Output details
34 - Art and Design: History, Practice and Theory
University of Worcester
'A Quiet Companion': 10 paintings and 10 works on paper (see supporting portfolio for details) first shown at Campden Gallery, Gloucestershire in 2010; the exhibition was accompanied by a folded card publication containing a text by Fisher and 6 colour illustrations.
This practice-based research built on understanding of narratives of landscape developed in previous research. Images with accumulated, layered information and sequences of landscape were examined and compared through the making of ten paintings and ten works on paper. These works explored the potential of a painting or succession of paintings to explore themes of moving from one place, time or idea to another.
Further study of landscape in the poetry of John Clare informed the work.

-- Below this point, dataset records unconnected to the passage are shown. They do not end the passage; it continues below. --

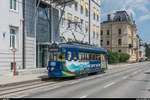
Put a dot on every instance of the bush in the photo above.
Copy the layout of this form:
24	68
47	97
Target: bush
116	57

Each individual painting in the sequence of works on paper makes reference to a place that Clare experienced. In this way, the series of paintings, seen in sequence, sought to present a visual echo of the narrative of place in Clare: aspects of Clare’s movement through the landscape, his relationship with it, and his internal experience of loss and estrangement are interpreted through the interaction of one painting in the sequence with the next.
The visual effect of enclosure, as described in John Barrel’s ‘The Idea of Landscape and the Sense of Place’ was instructive in making visual representations of movement through landscape. The geometric grid of fences used to divide landscape changes the territory that Clare remembered from one characterised by boundless horizons and a rounded structure, into one compartmentalised and rectilinear.
In the ten paintings, networks of branches were deployed to describe this passage from one status to another. Formally, this suggested a visual pattern of landscape between the organic and circular space of Clare’s childhood and the rectilinear rigidity of enclosure, thereby describing a movement between the two positions.
In depicting a figure moving through such a mesh, or away from it, these paintings suggested new possibilities for reading Clare, and contributed to dialogue concerning the human position in landscape, authorship, audience location, and figure-ground relationships in contemporary painting.